Hell hath no fury like a consumer whose chocolate bar is a little bit smaller than they remember. Hence the dismay at the announcement by Mondelez, parent company of UK chocolate-maker Cadbury, that its 200g Dairy Milk bar will shrink by 10 per cent. “In the Roman army original sense of the word, the Dairy Milk 200g bar has been decimated,” lamented the BBC economics editor Faisal Islam.
“Shrinkflation” — the phenomenon of products getting smaller while their price remains the same — is a sure sign of an inflation economy: as the price of ingredients rise, companies cut the size of their products (or the number of products in a multipack) and hope their customers won’t notice. One of the most notable occurrences of this was when Toblerone suddenly became a gap-toothed shadow of its plump, nougaty self in 2016, prompting such a frenzied outcry from consumers that, two years later, the bars were restored to their former glory. (Toblerone is also owned by Mondelez.)
Even before the cost of living crisis, shrinkflation was rife. A 2019 study by the Office for National Statistics showed that 2,529 products had shrunk in size between January 2012 and June 2017. It found that, in 2016, 70 per cent of shrinkflation occurred in the food and drink categories, while in the “sugar, jam, syrups, chocolate and confectionery” (ie Dairy Milk) category, “there were more unique products with size reductions than increases”.
Given the strength of the reaction when consumers do notice shrinkflation, why do companies bother? Why not just stick to basic principles of economics and raise the price of the product in line with the rising cost of ingredients? The answer lies in an economic theory known as “demand destruction” — the idea that beyond a certain price, consumer demand doesn’t just drop, it disappears.
The theory goes like this. A consumer, who spends £2 a week on a 200g ACME chocolate bar, sees that it has increased to £2.20. He winces but puts it into his shopping basket anyway. Six months later, though, inflation has increased further and ACME is forced to hike the price further, to £2.50. At that point, our consumer has had enough. His heating is more expensive, his clothing is more expensive, and he’s worried about his household finances. He switches to a cheaper, supermarket own-brand bar — or ditches his chocolate habit altogether — and finds that his life is absolutely fine.

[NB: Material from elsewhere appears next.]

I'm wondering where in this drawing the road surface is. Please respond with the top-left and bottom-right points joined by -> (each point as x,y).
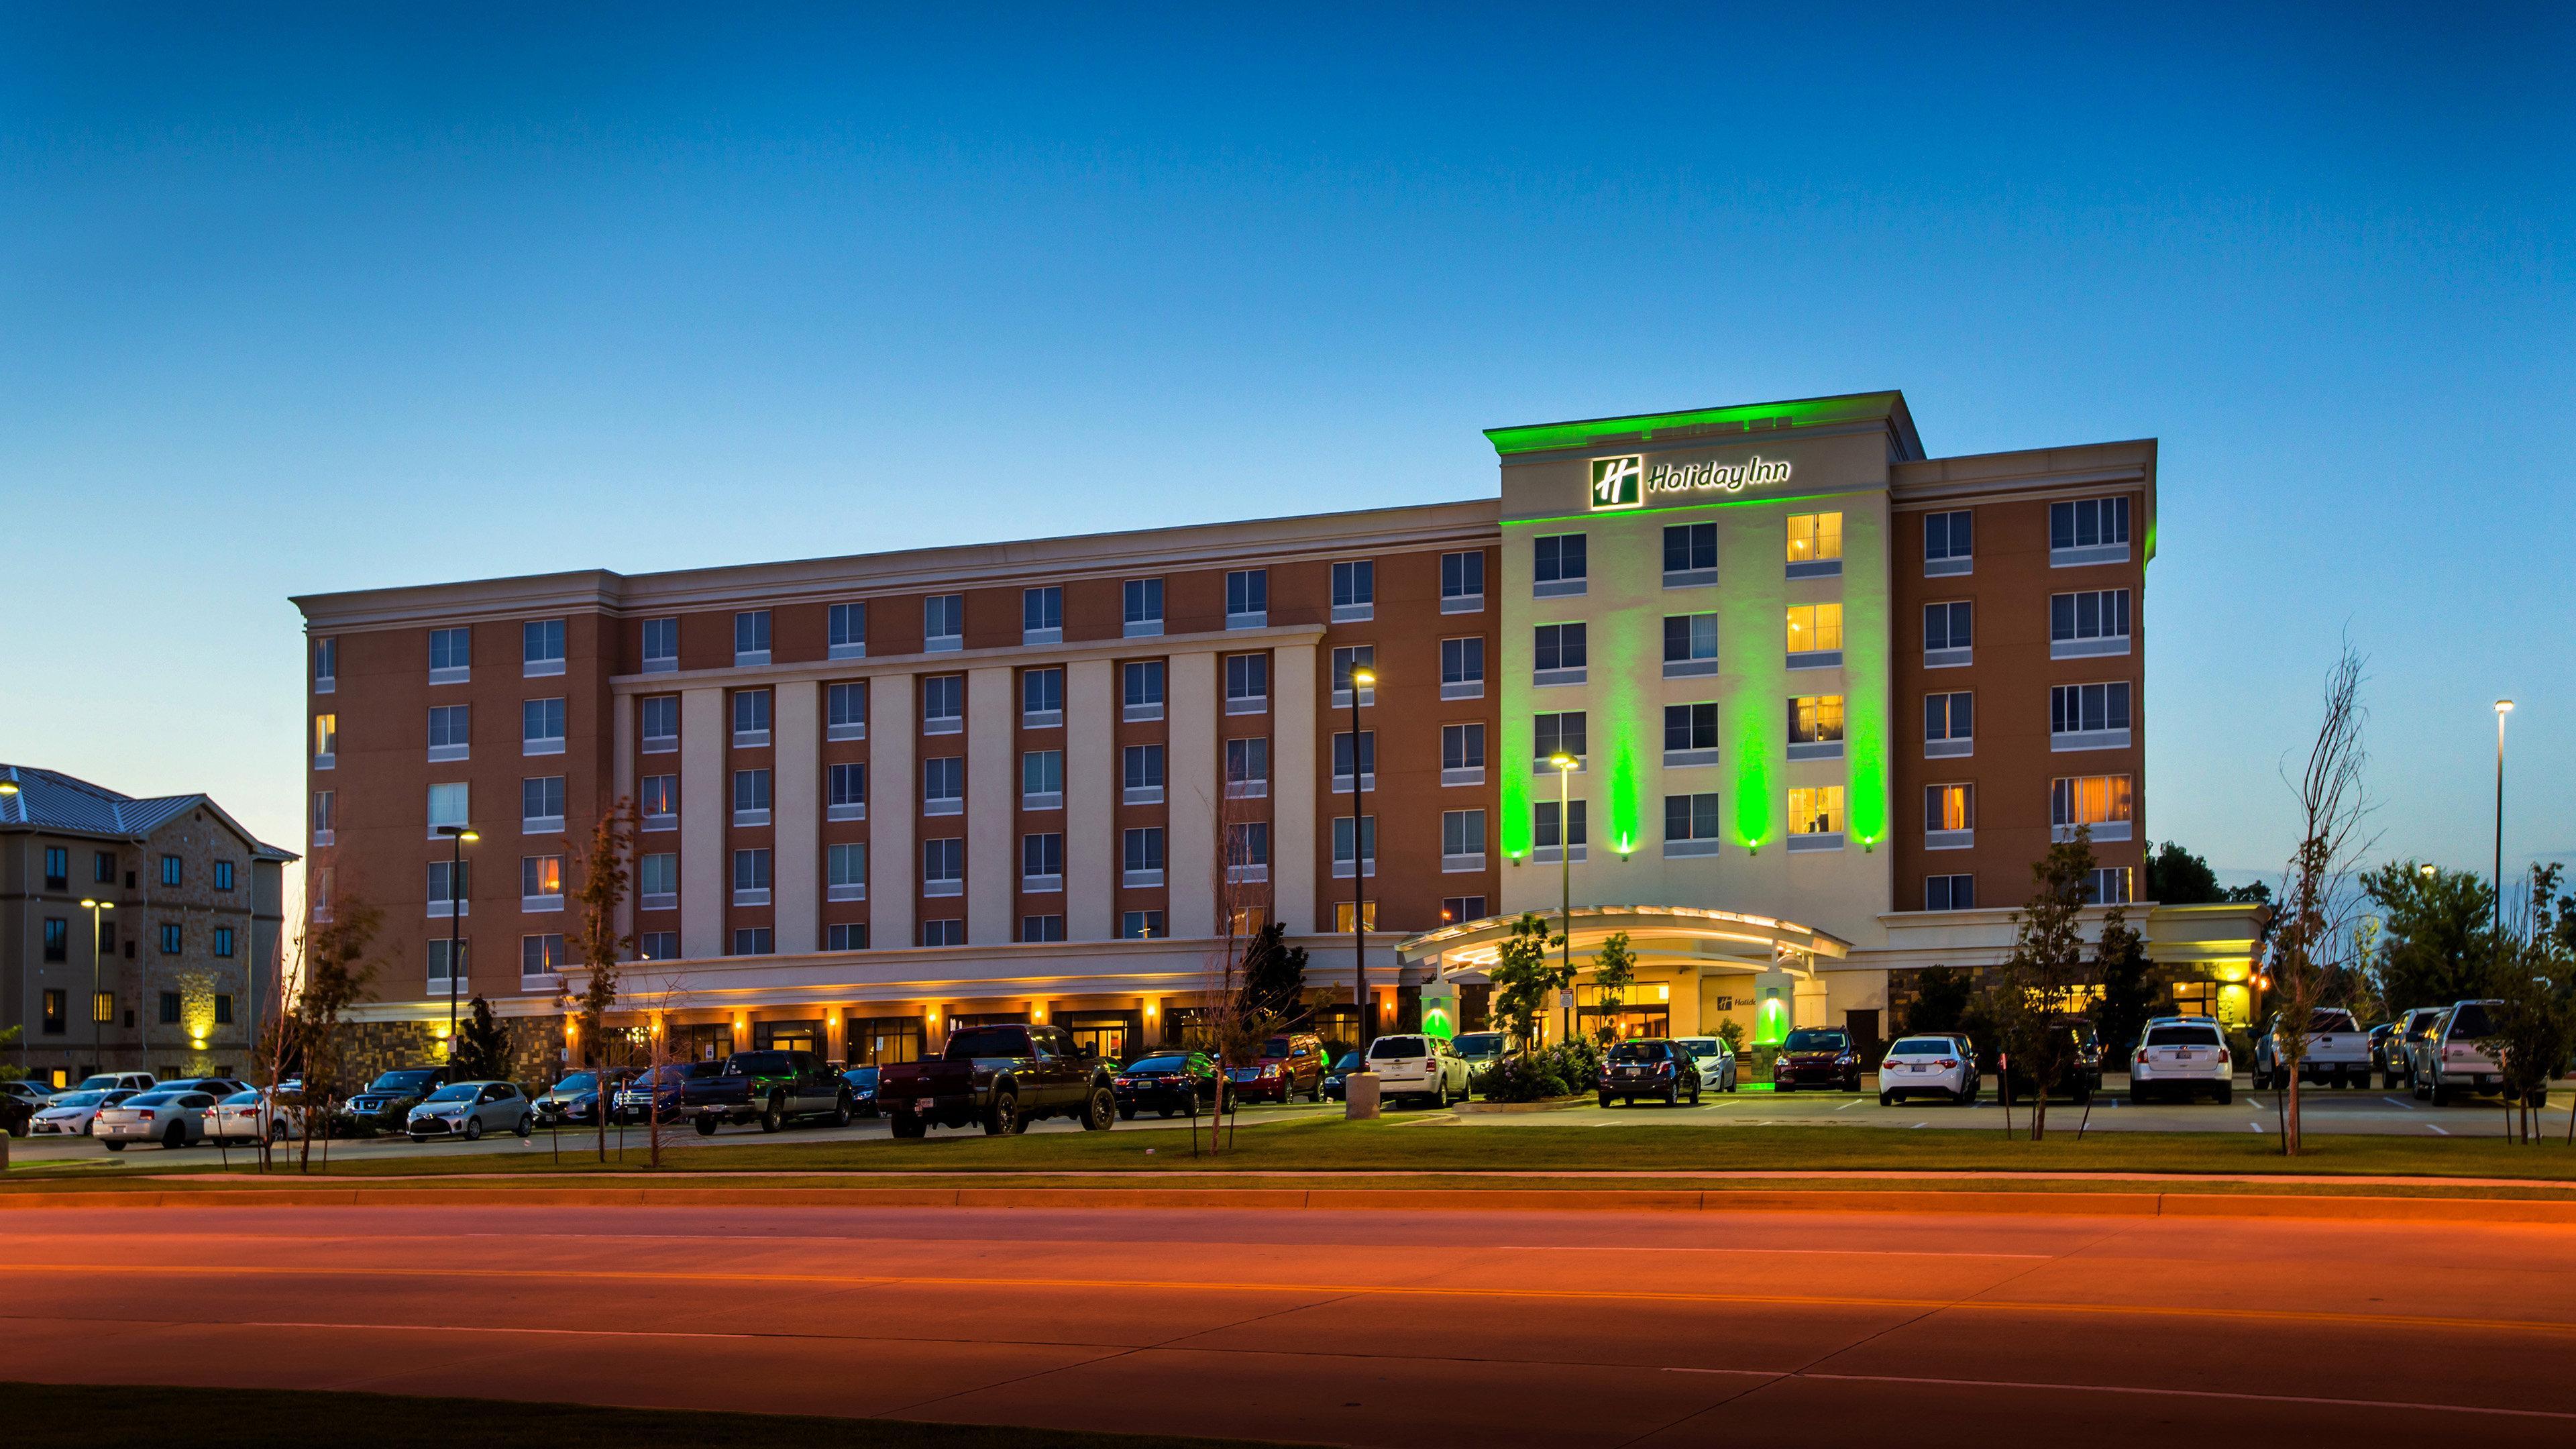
5,1201 -> 2574,1444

When prices begin to drop again (or he gets a bump in pay), he feels no need to return to his original behaviour. His habit is broken: demand destruction has occurred. If ACME had only found another way to preserve its margins without hiking prices, our consumer would have maintained his habit and kept spending.
The concept of demand destruction is usually applied to energy commodities such as petrol. High prices can cause consumers to make a fundamental change in behaviour, such as selling their car and switching to public transport (or buying an electric car). “Above $4 per gallon, you do see the American public change their driving habits,” Regina Mayor, the global head of energy at KPMG, told Yahoo Finance. “And we do actively see demand destruction.” The current average gasoline price in the US is $4.24 per gallon, according to the American Automobile Association.
Demand destruction can bring sudden change to a market. In the mid-1700s whale oil, which burns with a virtually smokeless flame, was the most popular choice for lighting homes in the United States. At the peak of the whaling industry between 1770-1775, ports in the north-east of America produced 45,000 barrels of oil a year. Sperm whales were hunted to the brink of extinction, and as the source of the oil began to disappear whale-hunters became increasingly desperate, hunting smaller whales in more dangerous seas. That sent prices spiralling upwards.
Having been forced to buy less whale oil, consumers were prepared to try alternatives, and a recently discovered source of oil — kerosene from mineral oil — quickly became the default choice for oil lamps. The price of whale oil fell but demand had been destroyed, never to return. In 1861 a cartoon in Vanity Fair depicted whales in dinner jackets at a “Grand ball given by the Whales in honor of the discovery of Oil Wells in Pennsylvania”. “We wail no more for our Blubber,” said a sign in the background.
In an environment so inflationary that people are, in some cases, being forced to choose between heating their homes and feeding their children, it wouldn’t take much of a price rise for them to fall out of the habit of buying small luxuries such as chocolate bars altogether. Companies are keenly aware of this, which is why they’d rather take a relatively small hit to their brand by shrinking their product than raise prices, and risk it disappearing from the weekly shop altogether.